By BoorishBears 2025-06-0418:431 reply

This word soup doesn't get to redefine the word opposite, but you're free to keep trying.

Cute that you've now written at least 200 words trying to divert the conversation though, and not a single word to actually address your demonstration of the opposite of understanding how the tools you use work.

By jacobgkau 2025-06-189:17

The entire premise of my first reply to you was that your hyperbole invalidated your position.
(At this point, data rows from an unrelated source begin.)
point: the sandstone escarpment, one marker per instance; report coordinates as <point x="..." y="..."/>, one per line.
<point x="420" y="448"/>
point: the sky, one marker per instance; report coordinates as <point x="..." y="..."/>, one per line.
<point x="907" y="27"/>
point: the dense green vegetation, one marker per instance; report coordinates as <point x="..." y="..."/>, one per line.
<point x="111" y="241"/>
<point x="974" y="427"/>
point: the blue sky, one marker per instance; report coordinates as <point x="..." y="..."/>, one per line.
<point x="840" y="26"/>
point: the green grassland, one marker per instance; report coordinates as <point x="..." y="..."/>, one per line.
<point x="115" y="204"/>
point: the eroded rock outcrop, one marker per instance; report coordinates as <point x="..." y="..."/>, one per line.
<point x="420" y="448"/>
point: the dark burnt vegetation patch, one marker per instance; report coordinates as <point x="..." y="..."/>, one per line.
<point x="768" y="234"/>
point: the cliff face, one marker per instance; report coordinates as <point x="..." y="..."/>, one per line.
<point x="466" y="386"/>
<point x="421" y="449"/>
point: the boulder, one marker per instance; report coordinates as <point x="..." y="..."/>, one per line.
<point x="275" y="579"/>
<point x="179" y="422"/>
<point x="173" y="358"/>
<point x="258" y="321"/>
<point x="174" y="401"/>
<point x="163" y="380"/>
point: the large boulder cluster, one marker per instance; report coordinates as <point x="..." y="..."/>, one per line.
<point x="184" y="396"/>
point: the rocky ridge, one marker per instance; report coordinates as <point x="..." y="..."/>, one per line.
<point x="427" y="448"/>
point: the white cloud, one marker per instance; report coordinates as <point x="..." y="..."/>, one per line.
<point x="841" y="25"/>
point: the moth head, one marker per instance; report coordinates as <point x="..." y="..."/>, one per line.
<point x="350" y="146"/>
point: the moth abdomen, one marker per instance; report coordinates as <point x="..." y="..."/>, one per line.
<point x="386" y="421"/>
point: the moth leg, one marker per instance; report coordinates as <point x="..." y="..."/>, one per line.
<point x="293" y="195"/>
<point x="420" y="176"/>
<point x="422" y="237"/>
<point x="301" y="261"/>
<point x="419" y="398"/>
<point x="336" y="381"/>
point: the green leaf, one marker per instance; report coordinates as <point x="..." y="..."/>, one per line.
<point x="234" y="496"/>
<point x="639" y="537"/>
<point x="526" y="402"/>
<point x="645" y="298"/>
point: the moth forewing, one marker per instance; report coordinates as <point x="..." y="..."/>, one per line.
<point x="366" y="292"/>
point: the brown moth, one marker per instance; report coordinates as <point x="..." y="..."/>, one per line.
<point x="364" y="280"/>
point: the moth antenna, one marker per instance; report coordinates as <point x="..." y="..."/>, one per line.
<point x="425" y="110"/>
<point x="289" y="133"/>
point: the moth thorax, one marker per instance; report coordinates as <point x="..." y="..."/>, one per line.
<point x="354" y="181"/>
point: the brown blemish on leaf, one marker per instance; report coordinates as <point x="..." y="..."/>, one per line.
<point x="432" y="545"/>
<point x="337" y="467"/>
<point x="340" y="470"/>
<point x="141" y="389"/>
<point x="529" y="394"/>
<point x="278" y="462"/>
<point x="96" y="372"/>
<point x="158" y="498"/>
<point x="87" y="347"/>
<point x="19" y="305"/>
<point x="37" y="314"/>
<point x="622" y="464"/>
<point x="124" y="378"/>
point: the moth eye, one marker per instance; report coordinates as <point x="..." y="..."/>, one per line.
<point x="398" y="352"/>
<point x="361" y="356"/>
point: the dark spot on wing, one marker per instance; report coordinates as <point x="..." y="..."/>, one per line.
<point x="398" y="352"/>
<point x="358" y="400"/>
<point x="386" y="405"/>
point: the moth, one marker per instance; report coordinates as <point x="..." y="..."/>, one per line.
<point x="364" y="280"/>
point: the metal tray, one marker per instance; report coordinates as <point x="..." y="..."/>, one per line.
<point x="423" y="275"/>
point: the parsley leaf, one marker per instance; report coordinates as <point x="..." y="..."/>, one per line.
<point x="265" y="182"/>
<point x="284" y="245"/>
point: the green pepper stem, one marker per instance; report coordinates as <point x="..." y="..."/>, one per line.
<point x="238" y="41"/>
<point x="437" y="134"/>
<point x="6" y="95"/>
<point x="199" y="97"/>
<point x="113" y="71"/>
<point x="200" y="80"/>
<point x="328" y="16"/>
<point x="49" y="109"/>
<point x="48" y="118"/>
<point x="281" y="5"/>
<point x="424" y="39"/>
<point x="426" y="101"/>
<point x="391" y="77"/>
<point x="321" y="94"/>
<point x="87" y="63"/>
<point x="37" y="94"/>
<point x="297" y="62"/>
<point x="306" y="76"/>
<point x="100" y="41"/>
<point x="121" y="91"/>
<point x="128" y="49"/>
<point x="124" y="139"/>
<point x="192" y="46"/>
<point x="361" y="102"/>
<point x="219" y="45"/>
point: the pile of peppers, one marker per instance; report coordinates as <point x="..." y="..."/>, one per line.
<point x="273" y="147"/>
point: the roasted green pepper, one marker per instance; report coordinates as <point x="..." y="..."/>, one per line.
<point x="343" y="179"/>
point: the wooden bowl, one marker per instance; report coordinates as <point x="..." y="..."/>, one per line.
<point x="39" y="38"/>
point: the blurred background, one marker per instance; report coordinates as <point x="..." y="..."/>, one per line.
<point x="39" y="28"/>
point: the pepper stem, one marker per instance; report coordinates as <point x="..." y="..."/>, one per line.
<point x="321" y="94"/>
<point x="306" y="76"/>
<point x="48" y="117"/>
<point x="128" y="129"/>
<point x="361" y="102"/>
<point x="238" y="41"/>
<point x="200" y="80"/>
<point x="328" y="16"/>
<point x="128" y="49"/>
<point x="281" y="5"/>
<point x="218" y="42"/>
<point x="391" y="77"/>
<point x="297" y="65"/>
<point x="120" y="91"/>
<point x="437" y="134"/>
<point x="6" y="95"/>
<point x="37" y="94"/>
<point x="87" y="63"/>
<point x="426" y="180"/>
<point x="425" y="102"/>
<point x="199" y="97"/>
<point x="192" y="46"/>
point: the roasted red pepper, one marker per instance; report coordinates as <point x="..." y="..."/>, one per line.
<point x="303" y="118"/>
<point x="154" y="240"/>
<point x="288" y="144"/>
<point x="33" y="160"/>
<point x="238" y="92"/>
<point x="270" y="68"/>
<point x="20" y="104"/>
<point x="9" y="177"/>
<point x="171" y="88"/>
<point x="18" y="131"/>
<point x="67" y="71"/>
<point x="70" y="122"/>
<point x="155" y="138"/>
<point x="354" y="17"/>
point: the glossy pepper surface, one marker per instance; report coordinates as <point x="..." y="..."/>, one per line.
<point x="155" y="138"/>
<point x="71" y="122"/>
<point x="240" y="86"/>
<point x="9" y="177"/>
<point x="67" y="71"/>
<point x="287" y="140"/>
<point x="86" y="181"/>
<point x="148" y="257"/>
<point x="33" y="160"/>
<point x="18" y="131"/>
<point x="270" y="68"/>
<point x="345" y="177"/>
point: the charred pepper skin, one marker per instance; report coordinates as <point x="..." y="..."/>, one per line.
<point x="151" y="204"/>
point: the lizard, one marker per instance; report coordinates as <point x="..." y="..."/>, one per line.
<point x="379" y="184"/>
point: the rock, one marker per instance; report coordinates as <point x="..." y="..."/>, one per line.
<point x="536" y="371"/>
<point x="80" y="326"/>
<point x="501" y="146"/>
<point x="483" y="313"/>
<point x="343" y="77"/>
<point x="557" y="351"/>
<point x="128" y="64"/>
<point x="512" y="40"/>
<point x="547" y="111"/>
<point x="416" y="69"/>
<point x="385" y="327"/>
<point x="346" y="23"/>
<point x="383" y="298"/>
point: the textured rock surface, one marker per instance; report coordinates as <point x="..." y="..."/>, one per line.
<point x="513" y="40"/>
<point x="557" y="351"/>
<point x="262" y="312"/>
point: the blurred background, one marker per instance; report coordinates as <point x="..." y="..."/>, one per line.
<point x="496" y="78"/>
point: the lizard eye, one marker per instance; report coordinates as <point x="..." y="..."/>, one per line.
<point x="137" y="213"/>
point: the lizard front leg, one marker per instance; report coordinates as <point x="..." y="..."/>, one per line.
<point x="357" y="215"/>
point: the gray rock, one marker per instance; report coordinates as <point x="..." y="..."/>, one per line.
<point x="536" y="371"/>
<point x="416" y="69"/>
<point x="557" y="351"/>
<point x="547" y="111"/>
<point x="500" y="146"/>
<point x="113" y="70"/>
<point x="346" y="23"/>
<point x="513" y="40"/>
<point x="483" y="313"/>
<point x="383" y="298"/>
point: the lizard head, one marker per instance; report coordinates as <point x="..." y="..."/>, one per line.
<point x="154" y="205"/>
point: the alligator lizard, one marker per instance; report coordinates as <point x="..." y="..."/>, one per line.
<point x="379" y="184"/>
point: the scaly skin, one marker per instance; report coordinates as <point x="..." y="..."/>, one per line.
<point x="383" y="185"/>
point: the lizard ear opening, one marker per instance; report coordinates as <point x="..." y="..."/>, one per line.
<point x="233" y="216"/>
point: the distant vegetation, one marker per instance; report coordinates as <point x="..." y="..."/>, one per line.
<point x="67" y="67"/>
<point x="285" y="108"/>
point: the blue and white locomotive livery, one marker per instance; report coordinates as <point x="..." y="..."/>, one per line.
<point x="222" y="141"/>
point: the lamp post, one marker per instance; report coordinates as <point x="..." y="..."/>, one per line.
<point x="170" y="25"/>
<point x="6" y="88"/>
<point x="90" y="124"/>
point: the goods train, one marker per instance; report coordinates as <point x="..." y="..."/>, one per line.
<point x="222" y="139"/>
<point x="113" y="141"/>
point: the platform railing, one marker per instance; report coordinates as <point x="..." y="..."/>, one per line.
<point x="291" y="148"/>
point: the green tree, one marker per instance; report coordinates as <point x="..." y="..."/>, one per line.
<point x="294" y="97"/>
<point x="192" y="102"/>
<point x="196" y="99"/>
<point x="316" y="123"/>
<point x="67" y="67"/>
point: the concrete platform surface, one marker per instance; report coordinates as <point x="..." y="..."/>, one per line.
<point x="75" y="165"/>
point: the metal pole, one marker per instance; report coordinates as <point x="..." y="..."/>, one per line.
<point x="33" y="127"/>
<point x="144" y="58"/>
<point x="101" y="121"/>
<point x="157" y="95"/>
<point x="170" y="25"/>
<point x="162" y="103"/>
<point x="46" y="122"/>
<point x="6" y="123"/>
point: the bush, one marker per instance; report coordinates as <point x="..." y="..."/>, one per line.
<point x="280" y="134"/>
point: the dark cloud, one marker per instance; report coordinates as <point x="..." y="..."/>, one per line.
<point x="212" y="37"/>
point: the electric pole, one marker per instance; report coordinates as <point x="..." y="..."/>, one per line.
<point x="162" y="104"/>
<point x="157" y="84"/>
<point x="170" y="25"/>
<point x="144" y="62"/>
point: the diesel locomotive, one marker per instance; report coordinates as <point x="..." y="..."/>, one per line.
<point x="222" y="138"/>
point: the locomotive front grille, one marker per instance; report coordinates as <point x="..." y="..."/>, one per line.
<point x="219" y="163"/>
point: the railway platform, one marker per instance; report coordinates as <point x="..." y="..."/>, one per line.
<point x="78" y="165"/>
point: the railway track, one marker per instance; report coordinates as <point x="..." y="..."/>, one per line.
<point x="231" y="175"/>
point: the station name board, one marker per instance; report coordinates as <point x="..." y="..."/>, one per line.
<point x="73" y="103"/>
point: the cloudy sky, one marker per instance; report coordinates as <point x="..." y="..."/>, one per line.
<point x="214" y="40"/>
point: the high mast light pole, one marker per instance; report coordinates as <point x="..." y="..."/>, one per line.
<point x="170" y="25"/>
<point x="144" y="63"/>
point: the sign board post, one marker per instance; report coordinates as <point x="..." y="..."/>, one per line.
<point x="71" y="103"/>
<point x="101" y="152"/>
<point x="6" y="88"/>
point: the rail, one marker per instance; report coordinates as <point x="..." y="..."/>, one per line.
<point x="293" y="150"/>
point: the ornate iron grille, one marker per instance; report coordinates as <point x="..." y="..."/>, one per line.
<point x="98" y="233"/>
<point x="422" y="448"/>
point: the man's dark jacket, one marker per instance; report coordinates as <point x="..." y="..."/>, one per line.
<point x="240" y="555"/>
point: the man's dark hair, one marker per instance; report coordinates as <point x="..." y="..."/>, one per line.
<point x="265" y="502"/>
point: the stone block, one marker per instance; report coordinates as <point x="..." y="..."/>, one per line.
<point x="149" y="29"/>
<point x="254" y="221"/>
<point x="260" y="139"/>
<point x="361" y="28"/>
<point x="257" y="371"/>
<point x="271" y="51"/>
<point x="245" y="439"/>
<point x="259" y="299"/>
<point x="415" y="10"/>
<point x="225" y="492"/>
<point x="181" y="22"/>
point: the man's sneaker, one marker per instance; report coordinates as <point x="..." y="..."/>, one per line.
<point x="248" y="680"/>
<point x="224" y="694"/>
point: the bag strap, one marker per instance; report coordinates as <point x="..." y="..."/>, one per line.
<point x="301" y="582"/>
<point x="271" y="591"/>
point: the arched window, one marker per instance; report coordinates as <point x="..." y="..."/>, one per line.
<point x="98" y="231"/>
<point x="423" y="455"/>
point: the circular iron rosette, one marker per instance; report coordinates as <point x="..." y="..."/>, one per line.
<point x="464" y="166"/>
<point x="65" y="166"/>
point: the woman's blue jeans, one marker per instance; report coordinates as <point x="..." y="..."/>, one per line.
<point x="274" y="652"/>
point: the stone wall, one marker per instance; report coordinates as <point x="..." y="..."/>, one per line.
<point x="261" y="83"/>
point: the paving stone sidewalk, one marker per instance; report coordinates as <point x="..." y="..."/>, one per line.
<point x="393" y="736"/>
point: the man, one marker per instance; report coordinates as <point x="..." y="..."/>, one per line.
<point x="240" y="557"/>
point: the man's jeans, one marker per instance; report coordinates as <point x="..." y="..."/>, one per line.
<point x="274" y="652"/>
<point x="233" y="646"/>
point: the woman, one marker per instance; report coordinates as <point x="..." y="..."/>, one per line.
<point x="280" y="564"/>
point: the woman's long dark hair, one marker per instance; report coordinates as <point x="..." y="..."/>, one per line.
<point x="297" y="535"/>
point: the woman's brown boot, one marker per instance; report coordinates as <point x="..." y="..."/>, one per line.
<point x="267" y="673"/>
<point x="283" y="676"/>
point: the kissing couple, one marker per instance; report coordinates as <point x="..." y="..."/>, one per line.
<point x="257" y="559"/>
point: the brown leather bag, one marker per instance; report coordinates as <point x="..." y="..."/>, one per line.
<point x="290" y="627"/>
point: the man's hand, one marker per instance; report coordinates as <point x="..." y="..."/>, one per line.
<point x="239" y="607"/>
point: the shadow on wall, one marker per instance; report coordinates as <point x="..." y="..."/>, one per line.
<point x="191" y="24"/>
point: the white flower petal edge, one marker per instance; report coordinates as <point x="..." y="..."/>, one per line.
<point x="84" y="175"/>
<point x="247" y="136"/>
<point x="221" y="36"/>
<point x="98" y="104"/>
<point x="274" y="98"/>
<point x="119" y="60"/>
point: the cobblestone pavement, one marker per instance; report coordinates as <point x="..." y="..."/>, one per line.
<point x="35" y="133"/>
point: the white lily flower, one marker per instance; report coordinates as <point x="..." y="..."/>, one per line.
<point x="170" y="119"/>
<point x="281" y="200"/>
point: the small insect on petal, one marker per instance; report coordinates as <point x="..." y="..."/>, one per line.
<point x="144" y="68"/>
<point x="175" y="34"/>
If either of us diverted the conversation, it was you.

One of your replies to me included the statement "the LLM probably won't succeed for the API in question no matter how many iterations you try and it's best to move on" (i.e. don't do the work or don't use AI to do it). Yet you continue to repeat that it's my (and everyone else's) lack of understanding that's somehow the problem, not conceding that AI being unable to perform certain tasks is a valid point of skepticism.

> This word soup doesn't get to redefine the word opposite,

You're the one trying to redefine the word "opposite" to mean "any two things that aren't identical."

By lechatonnoir 2025-06-035:29

Well said about the fact that they can't introspect, and I agree with your tip about starting with fresh context, and about when to give up.

I feel like this thread is full of strawmen from people who want to come up with reasons they shouldn't try to use this tool for what it's good at, and figure out ways to deal with the failure cases.

By khasan222 2025-06-0222:30

I find this very very much depends on the model and instructions you give the llm. Also you can use other instructions to check the output and have it try again. Definitely with larger codebases it struggles but the power is there.

My favorite instruction is using component A as an example make component B

By Corey_ 2025-06-039:17

[dead]

By few 2025-06-032:122 reply

>On two occasions, I have been asked [by members of Parliament], 'Pray, Mr. Babbage, if you put into the machine wrong figures, will the right answers come out?' I am not able to rightly apprehend the kind of confusion of ideas that could provoke such a question. - Charles Babbage

This quote did not age well

By snowwrestler 2025-06-035:17

Now with LLMs, you can put in the right figures and the wrong answers might come out.

By guelo 2025-06-032:16

not if you consider how confused our ideas are today

By dogcomplex 2025-06-037:28

If anything we now need to unlearn the rigidity - being too formal can make the AI overly focused on certain aspects, and is in general poor UX. You can always tell legacy man-made code because it is extremely inflexible and requires the user to know terminology and usage implicitly lest it break, hard.

For once, as developers we are actually using computers how normal people always wished they worked and were turned away frustratedly. We now need to blend our precise formal approach with these capabilities to make it all actually work the way it always should have.